= Three-stage VTEC =

Three-stage VTEC is a multi-stage implementation of Honda's VTEC and VTEC-E (colloquially known as dual VTEC) technology, implemented in some of the company's D series engines from 1995 to the present day, allowing the engine to achieve both fuel efficiency and power. VTEC-E (for "Efficiency") is a form of VTEC that closes off one intake valve at low speed to give good economy at low power levels, while "VTEC" is a mode that allows for greater power at high speed, while giving relatively efficient performance at "normal" operating speeds. "Three-stage VTEC" gives both types in one engine, at the cost of greater complexity and expense.

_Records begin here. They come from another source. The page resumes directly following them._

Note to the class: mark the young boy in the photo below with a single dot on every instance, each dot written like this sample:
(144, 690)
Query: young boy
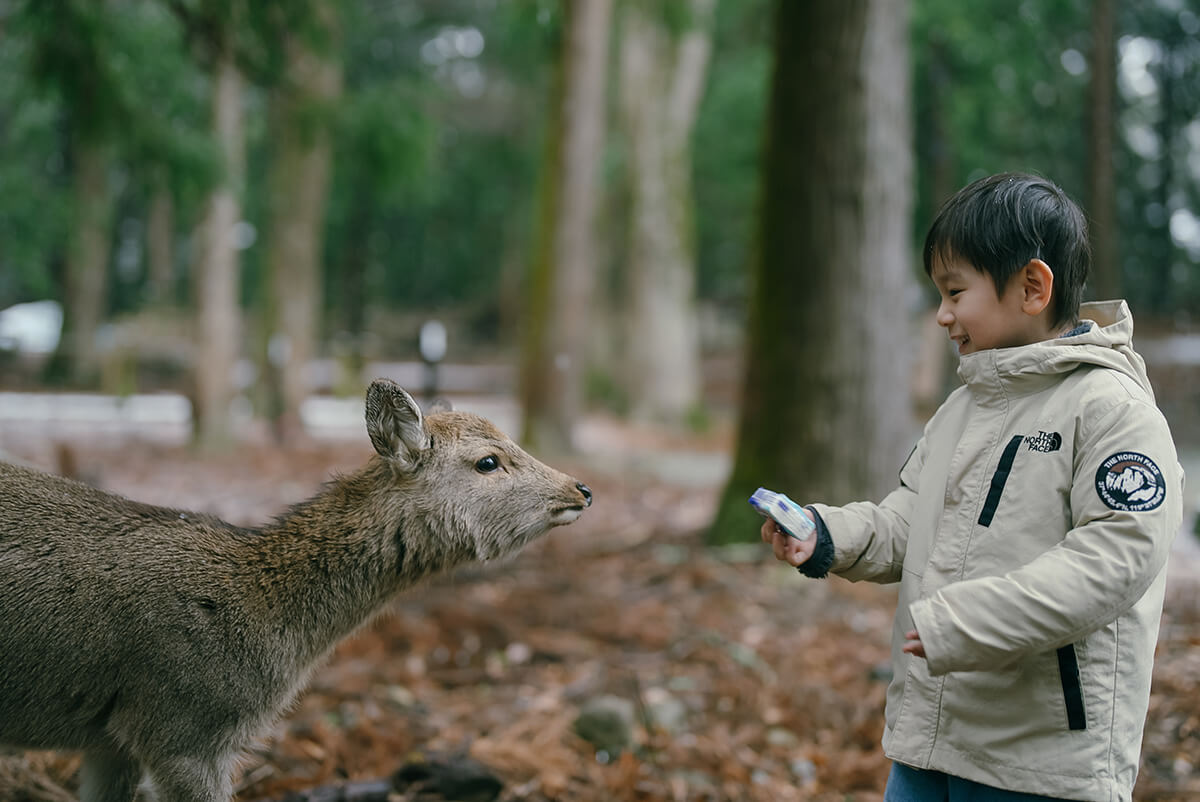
(1031, 527)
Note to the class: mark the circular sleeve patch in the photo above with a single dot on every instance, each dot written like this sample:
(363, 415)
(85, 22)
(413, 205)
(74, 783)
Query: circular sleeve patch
(1131, 482)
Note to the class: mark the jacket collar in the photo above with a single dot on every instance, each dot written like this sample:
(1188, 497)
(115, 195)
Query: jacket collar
(1108, 342)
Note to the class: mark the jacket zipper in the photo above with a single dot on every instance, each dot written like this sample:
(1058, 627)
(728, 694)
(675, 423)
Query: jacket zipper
(1072, 688)
(997, 479)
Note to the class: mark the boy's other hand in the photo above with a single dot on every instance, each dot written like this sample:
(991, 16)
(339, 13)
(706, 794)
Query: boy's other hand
(912, 644)
(789, 550)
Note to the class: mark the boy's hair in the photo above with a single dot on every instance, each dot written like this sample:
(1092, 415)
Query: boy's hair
(1000, 222)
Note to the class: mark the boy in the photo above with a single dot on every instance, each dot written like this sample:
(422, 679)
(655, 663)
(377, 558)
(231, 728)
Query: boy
(1031, 527)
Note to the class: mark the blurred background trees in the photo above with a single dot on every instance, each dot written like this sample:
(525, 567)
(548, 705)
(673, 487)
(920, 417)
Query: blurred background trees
(223, 195)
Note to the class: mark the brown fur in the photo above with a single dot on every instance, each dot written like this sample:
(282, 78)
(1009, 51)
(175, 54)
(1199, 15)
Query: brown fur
(161, 640)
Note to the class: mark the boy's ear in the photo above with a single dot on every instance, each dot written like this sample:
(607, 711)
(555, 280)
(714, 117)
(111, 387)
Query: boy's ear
(1037, 286)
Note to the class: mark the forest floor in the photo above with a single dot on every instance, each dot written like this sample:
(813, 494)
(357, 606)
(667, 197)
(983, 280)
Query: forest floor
(748, 682)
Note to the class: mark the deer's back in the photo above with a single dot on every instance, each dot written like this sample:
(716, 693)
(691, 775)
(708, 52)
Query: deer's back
(105, 604)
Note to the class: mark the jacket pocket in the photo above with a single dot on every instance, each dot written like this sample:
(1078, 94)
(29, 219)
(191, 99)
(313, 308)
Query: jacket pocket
(999, 479)
(1072, 688)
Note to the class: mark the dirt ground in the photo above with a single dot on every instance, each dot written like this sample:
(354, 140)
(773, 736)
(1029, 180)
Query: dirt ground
(749, 683)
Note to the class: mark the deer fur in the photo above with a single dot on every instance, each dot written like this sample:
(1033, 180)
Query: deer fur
(161, 641)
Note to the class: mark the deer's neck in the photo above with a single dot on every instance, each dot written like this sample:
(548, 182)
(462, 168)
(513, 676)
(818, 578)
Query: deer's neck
(330, 563)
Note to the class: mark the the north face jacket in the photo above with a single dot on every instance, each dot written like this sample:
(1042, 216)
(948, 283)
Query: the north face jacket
(1030, 537)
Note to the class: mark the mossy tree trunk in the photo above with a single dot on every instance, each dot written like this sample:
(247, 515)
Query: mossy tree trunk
(1101, 181)
(216, 267)
(85, 275)
(300, 118)
(826, 402)
(561, 287)
(661, 83)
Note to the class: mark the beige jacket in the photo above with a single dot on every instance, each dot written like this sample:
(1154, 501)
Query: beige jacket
(1030, 537)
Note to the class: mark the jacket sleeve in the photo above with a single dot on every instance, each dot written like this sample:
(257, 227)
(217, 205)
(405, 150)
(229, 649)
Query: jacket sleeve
(869, 539)
(1116, 549)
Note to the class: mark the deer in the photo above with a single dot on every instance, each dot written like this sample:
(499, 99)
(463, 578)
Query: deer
(160, 642)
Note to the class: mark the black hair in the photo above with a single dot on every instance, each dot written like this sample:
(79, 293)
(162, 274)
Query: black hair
(1000, 222)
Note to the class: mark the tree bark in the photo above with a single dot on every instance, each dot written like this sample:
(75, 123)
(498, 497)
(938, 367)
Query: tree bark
(299, 191)
(826, 405)
(561, 286)
(217, 315)
(160, 244)
(1101, 190)
(661, 84)
(85, 297)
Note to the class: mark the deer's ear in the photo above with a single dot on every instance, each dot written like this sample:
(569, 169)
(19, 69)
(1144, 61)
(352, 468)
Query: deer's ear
(395, 424)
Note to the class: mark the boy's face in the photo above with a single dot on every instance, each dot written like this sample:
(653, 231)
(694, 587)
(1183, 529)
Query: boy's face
(975, 315)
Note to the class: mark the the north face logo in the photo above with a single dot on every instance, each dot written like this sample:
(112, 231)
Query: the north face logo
(1044, 442)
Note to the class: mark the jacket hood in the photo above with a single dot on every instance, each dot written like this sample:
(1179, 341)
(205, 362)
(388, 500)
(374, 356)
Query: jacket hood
(1108, 342)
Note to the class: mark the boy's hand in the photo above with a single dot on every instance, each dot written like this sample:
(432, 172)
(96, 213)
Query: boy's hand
(789, 550)
(912, 644)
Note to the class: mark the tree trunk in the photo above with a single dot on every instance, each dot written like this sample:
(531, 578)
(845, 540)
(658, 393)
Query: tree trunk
(160, 244)
(826, 405)
(1101, 191)
(299, 190)
(85, 297)
(216, 268)
(561, 283)
(661, 83)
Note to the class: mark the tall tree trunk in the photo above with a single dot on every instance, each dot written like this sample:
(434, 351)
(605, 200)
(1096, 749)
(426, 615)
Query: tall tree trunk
(299, 190)
(826, 406)
(1101, 192)
(661, 83)
(160, 244)
(561, 283)
(216, 268)
(85, 297)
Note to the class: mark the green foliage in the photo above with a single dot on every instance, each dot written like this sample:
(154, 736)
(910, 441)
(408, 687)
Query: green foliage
(439, 130)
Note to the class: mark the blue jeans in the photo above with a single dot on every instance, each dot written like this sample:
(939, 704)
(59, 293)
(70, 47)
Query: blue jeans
(909, 784)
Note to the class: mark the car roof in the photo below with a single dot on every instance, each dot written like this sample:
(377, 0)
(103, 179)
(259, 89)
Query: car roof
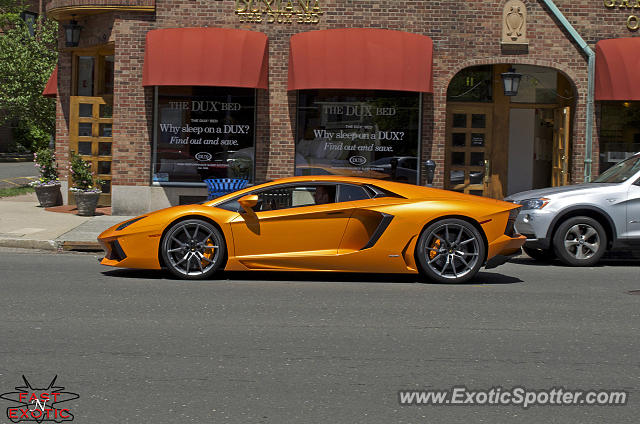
(403, 189)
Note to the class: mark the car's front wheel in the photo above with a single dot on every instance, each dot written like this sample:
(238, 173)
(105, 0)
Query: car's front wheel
(450, 251)
(193, 249)
(580, 241)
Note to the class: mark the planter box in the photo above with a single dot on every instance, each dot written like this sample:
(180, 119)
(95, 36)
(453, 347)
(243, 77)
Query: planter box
(86, 202)
(49, 195)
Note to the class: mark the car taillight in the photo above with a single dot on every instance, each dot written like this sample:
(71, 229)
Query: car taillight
(511, 222)
(115, 251)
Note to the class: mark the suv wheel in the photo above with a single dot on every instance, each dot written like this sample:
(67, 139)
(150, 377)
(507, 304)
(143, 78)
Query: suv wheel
(580, 241)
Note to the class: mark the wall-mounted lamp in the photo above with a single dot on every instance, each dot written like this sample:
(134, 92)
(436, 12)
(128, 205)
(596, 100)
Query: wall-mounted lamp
(72, 33)
(511, 82)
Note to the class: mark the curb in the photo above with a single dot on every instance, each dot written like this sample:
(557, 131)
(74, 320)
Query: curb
(30, 244)
(57, 245)
(28, 157)
(85, 246)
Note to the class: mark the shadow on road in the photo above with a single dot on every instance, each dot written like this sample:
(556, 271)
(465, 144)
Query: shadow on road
(325, 277)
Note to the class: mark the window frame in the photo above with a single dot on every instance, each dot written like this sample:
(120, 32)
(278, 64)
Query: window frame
(154, 146)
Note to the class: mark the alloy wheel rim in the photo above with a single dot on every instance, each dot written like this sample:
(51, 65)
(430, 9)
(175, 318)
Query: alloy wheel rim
(193, 249)
(582, 241)
(452, 251)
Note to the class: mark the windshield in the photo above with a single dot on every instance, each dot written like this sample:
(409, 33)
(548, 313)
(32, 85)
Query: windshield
(621, 171)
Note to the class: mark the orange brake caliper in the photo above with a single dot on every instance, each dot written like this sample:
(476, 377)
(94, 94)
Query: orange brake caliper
(435, 245)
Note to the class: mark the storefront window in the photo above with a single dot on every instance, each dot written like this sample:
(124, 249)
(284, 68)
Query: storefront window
(358, 133)
(619, 132)
(204, 132)
(472, 85)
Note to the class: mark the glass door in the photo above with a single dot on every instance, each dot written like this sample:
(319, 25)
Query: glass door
(468, 143)
(91, 113)
(560, 166)
(90, 136)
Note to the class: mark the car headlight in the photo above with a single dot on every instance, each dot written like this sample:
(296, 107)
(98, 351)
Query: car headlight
(534, 203)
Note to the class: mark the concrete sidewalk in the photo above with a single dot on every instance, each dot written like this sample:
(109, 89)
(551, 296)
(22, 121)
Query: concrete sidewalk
(24, 224)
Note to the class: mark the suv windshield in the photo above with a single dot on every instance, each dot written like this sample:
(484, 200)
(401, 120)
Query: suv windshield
(621, 171)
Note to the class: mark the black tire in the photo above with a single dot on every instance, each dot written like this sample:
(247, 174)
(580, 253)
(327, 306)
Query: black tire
(450, 251)
(542, 255)
(580, 241)
(193, 249)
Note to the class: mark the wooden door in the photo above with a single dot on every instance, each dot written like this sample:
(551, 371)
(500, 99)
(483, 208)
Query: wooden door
(468, 149)
(90, 126)
(560, 158)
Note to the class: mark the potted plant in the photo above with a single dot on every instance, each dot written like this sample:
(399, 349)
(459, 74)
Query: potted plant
(85, 185)
(47, 186)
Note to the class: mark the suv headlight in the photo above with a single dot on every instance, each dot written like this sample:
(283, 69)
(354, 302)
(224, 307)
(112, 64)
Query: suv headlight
(534, 203)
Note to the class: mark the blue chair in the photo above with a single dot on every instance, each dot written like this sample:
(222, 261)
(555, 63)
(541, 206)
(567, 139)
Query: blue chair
(220, 186)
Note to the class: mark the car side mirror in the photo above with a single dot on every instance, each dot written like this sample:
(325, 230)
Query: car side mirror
(248, 202)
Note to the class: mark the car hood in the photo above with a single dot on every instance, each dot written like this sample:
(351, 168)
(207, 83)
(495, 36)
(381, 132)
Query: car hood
(580, 189)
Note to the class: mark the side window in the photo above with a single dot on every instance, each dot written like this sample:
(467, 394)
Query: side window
(348, 192)
(295, 197)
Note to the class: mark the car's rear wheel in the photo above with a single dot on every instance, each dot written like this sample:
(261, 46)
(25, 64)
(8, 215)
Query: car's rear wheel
(542, 255)
(450, 251)
(580, 241)
(193, 249)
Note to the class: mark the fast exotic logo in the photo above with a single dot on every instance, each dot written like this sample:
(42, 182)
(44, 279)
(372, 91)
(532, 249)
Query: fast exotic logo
(39, 404)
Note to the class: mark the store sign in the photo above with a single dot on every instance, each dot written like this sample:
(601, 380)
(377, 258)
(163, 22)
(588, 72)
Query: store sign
(358, 133)
(279, 11)
(204, 132)
(633, 21)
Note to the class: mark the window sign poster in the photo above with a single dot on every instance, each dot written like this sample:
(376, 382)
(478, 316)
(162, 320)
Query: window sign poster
(362, 133)
(204, 132)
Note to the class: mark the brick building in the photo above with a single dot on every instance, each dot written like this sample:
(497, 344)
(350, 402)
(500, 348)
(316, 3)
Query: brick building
(155, 89)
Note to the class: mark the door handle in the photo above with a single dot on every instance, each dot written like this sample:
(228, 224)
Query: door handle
(487, 169)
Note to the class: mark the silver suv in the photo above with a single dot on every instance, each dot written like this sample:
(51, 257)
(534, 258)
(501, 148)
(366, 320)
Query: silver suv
(579, 223)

==Stage 1 – 12-valve VTEC-E==
VTEC-E (economy) was designed to achieve better fuel economy, at the cost of performance. The engine operates in "12-valve mode", where one intake valve per cylinder in the 16-valve engine remains mostly closed to attain lean burn. The lean burn mode gets the air to fuel ratio above the 14.7:1 stoichiometric ratio and thus enables extra fuel saving. This works similarly to the principle which gave the Buick "Nailhead" V8 its reputation for high torque (in that case, the engine had notably small intake valves, giving good torque, but limiting peak power). In an engine running at lower rpm, a smaller intake valve area forces a given volume of air to flow into the chamber faster; this causes the fuel to atomize better, and therefore burn far more efficiently. An average of 30 km/L can be achieved while in the lean burn at a constant speed of 60 km/h.

==Stage 2 – 16 valve==
At about 2500 rpm, the engine is able to switch to the 16-valve mode, which is typical of classic engines. The first VTEC solenoid is opened and directs the oil to the sliding pin that connects the rocker arms of the intake valves with the first intake valve's lobe. Thus, all two intake valves move at the normal profile of that lobe. The engine's performance is usual to the non-VTEC engines. This mode is suitable for mid-range speeds.

==Stage 3 – 16-valve VTEC==
From about 5200 rpm to the rev limiter, the engine's high-lift VTEC cam lobe is engaged. A higher lift lowers restriction even more, giving the highest airflow. If one built a non-VTEC engine to make the maximum power, the trade-off would be very low efficiency at low speeds in order to get the most flow possible at high speeds. A three-stage allows the engine to run in "economy", "standard", and "high power" modes, while a VTEC only gives "standard" and "high power", and a VTEC-E only gives "economy" and "standard".